Nous devions prendre la route du retour mais il était encore tôt, on s’est alors dit qu’il était dommage de ne pas avoir de souvenir de la grosse croix faite dans Stone Love.
La petite barre déversante de l’Eldorado est visible depuis la route, et alors que les essuies glaces fonctionnent encore nous découvrons que la voie est occupée. C’était rageant, mais en nous rapprochant nous nous sommes rendu compte que la voiture garée sur le parking était immatriculée en France. Cela nous laissait une petite chance, car ni Pierre, ni moi, n’étions partants pour expliquer en anglais que nous souhaitions faire deux trois photos à la va-vite.
À l’abri dans la voiture nous observons la cordée pendant des minutes qui nous paraissent interminables…les grimpeurs pendent au bout de la corde sur les trois quatre spits de la voie et nous avons l’impression qu’ils ne s’arrêteront jamais.
Nous prenons notre courage à deux mains et allons à leur rencontre. Arrivés au pied de la falaise je reconnais le grimpeur. C’est une star bleausarde qui vient de faire les gros titres du magasine Grimper pour son ascension d’un 8B bloc.
À notre arrivée ils expliquent à Pierre que les conditions sont exécrables, les prises humides et qu’il n’y a rien de possible aujourd’hui.
Quand Pierre leur demanda s’ils pouvaient tout de même nous laisser la voie cinq minutes, j’ai su que le moment risquait d’être magique (à nos yeux bien sur).
Pour les photos c’était simple, car la topographie des lieux permettait d’être à la hauteur du grimpeur sans être sur une corde, donc oui en très peu de temps nous pouvions être efficaces. J’ai pris un parapluie (il pleuvait toujours), mon boitier Pentax, un 135mm fixe et j’étais prêt. Le show pouvait commencer. Libéré de la pression de la réussite, Pierre fit une démonstration de force. Il grimpa au ralenti, me demandant si cela allait pour moi, s’il fallait qu’il désescalade, qu’il recommence. Aucune remarque sur les prises glauques, juste des fermetures assurées et contrôlées. Arrivé au bout de ma pellicule de 36 poses, Pierre s’arrêta de grimper.
Après avoir remercié la cordée française nous avons sauté dans la voiture direction l’Alsace.

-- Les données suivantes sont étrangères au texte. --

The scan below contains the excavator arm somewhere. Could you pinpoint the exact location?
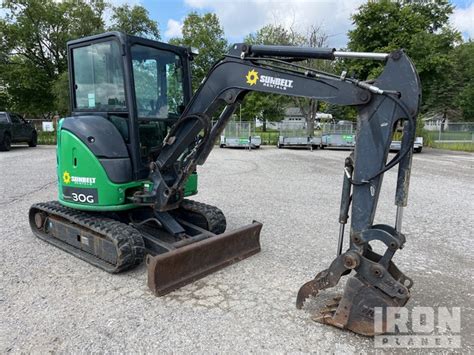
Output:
[139,44,421,335]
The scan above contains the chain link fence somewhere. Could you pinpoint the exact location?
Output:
[425,122,474,143]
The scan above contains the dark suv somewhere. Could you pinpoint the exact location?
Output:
[0,112,38,151]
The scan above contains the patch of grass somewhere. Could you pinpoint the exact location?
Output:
[38,131,56,145]
[431,142,474,152]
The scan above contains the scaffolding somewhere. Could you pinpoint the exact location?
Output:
[321,121,356,148]
[219,121,262,149]
[277,122,321,149]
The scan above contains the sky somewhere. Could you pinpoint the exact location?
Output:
[122,0,474,48]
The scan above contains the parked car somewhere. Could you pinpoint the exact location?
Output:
[0,112,38,151]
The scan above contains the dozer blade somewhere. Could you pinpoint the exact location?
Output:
[146,222,262,296]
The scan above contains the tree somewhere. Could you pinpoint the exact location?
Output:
[109,5,160,40]
[170,12,227,90]
[0,0,105,115]
[451,41,474,121]
[346,0,461,118]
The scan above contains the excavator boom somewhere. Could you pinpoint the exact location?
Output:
[139,44,421,335]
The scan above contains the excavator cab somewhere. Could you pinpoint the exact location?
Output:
[64,32,193,195]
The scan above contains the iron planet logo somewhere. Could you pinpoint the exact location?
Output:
[245,69,293,91]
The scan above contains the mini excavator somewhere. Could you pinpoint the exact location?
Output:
[29,32,421,335]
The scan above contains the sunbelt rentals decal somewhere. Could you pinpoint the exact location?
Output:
[63,171,96,186]
[245,69,293,90]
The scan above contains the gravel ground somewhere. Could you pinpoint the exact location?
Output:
[0,147,474,354]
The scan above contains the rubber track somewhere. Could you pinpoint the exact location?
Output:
[180,199,227,234]
[30,201,145,273]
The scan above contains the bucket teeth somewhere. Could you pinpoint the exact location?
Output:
[296,280,318,309]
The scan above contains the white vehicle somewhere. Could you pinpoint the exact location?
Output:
[390,137,423,153]
[219,121,262,149]
[219,136,262,149]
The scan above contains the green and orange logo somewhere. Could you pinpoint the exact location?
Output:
[63,171,71,184]
[245,69,258,86]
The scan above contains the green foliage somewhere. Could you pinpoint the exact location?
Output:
[0,0,159,116]
[0,0,105,115]
[451,41,474,121]
[170,12,227,90]
[38,131,56,145]
[344,0,462,119]
[108,4,160,40]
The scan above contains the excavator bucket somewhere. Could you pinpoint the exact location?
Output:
[146,222,262,296]
[296,250,413,336]
[312,277,408,336]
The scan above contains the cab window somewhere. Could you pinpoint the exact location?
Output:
[72,40,126,111]
[131,45,184,163]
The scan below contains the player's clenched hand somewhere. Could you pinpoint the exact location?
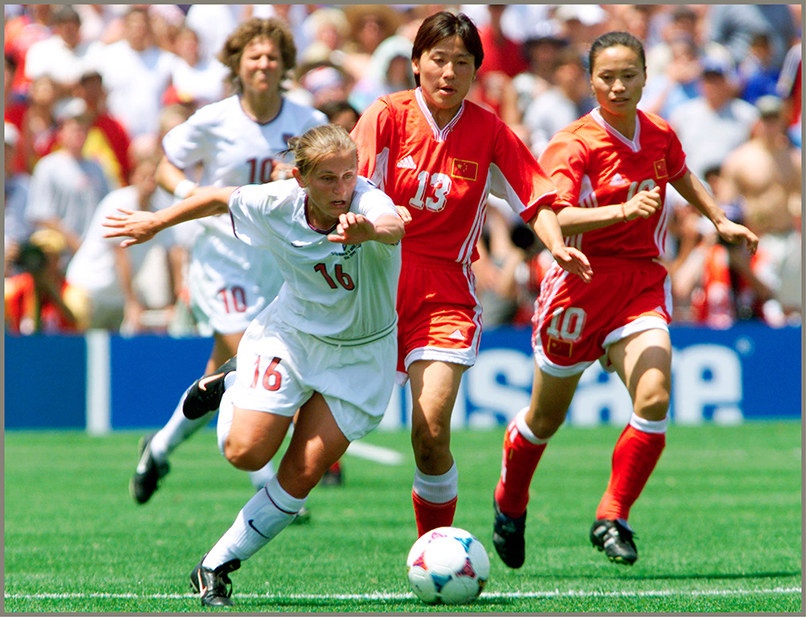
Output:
[716,219,758,255]
[327,212,375,244]
[395,206,411,225]
[103,208,159,248]
[551,245,593,283]
[624,186,662,221]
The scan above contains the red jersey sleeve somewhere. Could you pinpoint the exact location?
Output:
[490,122,557,222]
[540,130,588,210]
[666,124,688,182]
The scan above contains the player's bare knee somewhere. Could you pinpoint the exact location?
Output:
[634,388,669,421]
[224,441,268,471]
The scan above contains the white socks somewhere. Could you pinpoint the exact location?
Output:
[202,477,305,570]
[216,388,276,490]
[412,461,459,503]
[151,391,215,462]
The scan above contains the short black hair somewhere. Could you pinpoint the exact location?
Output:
[588,31,646,74]
[411,11,484,86]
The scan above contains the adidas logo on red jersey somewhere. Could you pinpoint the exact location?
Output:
[397,155,417,169]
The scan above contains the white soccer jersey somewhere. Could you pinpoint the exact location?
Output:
[162,96,327,333]
[229,178,400,343]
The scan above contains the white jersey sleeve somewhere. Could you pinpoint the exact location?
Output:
[224,178,400,344]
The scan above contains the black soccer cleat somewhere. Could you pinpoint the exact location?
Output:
[129,433,171,504]
[591,518,638,566]
[182,356,238,420]
[190,555,241,606]
[493,499,526,568]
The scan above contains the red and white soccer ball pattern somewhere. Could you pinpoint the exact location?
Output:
[406,527,490,604]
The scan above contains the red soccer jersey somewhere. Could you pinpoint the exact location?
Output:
[540,109,686,258]
[352,88,557,264]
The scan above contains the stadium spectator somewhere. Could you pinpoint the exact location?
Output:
[493,32,758,568]
[6,76,58,173]
[319,101,361,132]
[125,17,327,504]
[104,121,404,606]
[90,6,177,138]
[341,4,401,81]
[352,11,587,535]
[148,4,185,52]
[47,65,131,188]
[552,4,608,57]
[477,4,529,79]
[4,4,54,98]
[523,47,593,156]
[777,43,803,148]
[512,27,566,117]
[164,27,227,107]
[639,37,702,120]
[299,61,352,107]
[25,5,98,98]
[669,57,758,178]
[3,122,33,277]
[706,4,800,75]
[349,35,414,113]
[299,6,350,65]
[185,4,250,62]
[25,98,109,256]
[723,95,803,325]
[66,152,176,333]
[738,32,781,103]
[5,229,80,335]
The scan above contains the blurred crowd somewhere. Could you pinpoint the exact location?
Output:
[4,4,802,335]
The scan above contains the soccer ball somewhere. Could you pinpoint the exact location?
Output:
[406,527,490,604]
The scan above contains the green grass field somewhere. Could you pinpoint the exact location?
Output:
[5,422,803,613]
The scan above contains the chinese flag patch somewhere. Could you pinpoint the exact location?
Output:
[548,336,574,358]
[451,159,479,180]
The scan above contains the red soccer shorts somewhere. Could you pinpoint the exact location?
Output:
[397,252,481,384]
[532,258,672,377]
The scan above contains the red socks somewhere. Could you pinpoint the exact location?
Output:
[596,423,666,521]
[495,412,547,518]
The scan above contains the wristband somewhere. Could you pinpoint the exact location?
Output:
[174,178,199,199]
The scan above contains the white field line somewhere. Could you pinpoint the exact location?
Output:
[347,441,406,466]
[5,587,803,601]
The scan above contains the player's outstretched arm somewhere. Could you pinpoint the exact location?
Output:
[327,212,404,244]
[530,207,593,283]
[103,186,236,248]
[672,171,758,254]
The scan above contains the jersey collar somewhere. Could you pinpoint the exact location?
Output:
[591,107,641,152]
[414,88,465,141]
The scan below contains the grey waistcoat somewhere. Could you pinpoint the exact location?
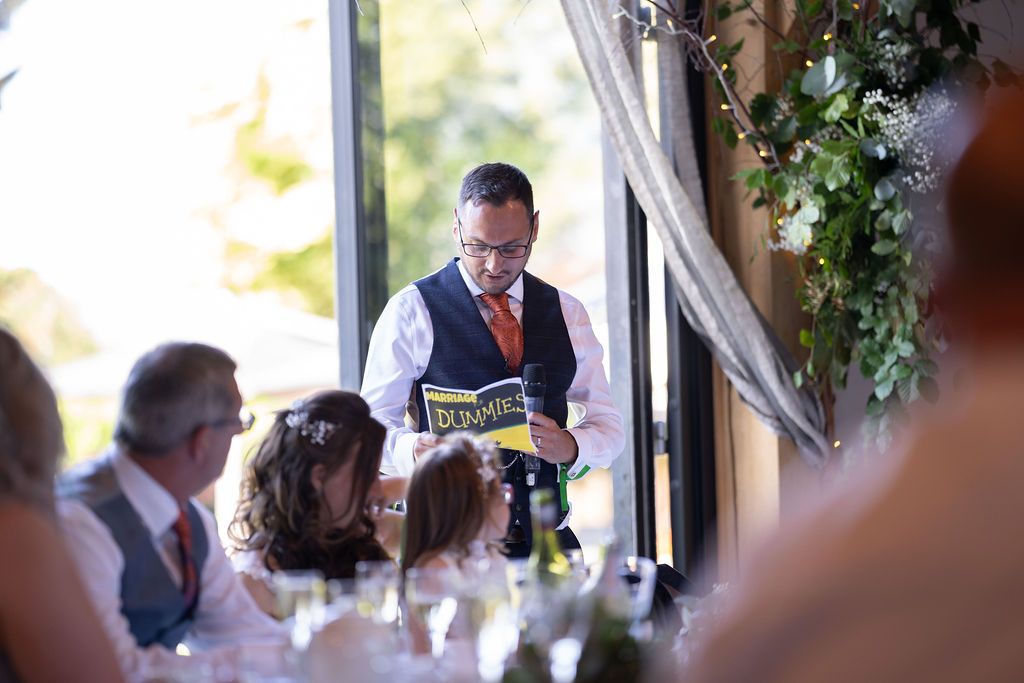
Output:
[57,459,210,649]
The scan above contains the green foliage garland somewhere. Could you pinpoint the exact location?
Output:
[651,0,1021,439]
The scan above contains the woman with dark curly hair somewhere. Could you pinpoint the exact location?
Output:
[228,391,401,612]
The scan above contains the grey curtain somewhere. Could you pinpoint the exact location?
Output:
[561,0,830,466]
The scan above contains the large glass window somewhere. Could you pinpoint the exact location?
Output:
[0,0,338,524]
[380,0,612,561]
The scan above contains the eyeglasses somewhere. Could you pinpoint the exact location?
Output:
[206,405,256,432]
[455,213,537,258]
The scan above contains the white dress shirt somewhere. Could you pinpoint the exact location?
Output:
[360,261,626,479]
[57,449,287,680]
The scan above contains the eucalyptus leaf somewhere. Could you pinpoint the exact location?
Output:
[871,240,899,256]
[874,178,896,202]
[893,209,912,234]
[874,380,896,400]
[882,0,918,29]
[860,137,888,160]
[821,92,850,123]
[800,54,836,97]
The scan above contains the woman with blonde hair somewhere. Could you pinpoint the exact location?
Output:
[228,391,401,613]
[401,432,512,570]
[0,328,124,683]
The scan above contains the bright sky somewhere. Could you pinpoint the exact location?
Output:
[0,0,333,352]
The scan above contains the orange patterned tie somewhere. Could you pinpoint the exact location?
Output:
[480,292,522,375]
[173,510,199,607]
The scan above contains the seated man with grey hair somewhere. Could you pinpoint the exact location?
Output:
[57,343,283,679]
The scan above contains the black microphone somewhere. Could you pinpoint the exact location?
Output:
[522,362,548,486]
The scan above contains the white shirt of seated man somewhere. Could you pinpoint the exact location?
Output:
[57,449,287,680]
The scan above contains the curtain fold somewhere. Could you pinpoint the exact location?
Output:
[561,0,830,467]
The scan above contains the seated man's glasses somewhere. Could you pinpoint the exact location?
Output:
[455,213,537,258]
[207,405,256,432]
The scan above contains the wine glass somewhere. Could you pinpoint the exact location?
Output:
[406,568,459,659]
[271,570,327,651]
[466,559,519,683]
[355,561,398,625]
[623,555,657,640]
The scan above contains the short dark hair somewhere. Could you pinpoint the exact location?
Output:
[459,162,534,224]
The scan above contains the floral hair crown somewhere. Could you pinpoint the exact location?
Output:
[285,400,340,445]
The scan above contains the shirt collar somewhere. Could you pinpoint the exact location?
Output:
[456,258,522,303]
[110,447,180,539]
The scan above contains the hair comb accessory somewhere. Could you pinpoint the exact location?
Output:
[285,400,338,445]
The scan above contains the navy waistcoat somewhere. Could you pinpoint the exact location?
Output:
[414,259,577,555]
[57,459,210,650]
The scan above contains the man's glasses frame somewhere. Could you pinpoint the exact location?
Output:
[206,405,256,432]
[455,211,537,258]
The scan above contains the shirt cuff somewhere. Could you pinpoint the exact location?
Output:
[565,429,593,481]
[388,432,420,477]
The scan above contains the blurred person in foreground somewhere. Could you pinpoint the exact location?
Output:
[228,391,404,613]
[401,432,513,572]
[0,328,123,683]
[58,343,284,679]
[360,163,625,557]
[685,94,1024,683]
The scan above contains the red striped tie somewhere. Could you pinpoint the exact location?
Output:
[480,292,523,375]
[173,510,199,607]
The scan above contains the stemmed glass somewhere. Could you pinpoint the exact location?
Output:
[466,559,519,683]
[355,561,398,625]
[272,570,327,651]
[406,568,459,659]
[623,555,657,640]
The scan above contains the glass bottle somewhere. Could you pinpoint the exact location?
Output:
[526,488,572,586]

Impossible à l’époque de savoir si les images allaient être correctes ou pas, mais le retour fut enjoué.
Épilogue : Bien que prises sous la pluie, avec une luminosité faible, nous avons pu utiliser les photos.
Quelques semaines plus tard, nos amis bleausards ont pu découvrir Pierre dans Stone Love en couverture de Grimper. Ce type de « séance photo » correspondait tout à fait à ce que nous faisions : rendre compte d’une ascension dans les conditions réelles. Bien loin de la mise en scène, du choix du moment, de la couleur de la corde, etc..
>> La galerie photo « escalade en Allemagne »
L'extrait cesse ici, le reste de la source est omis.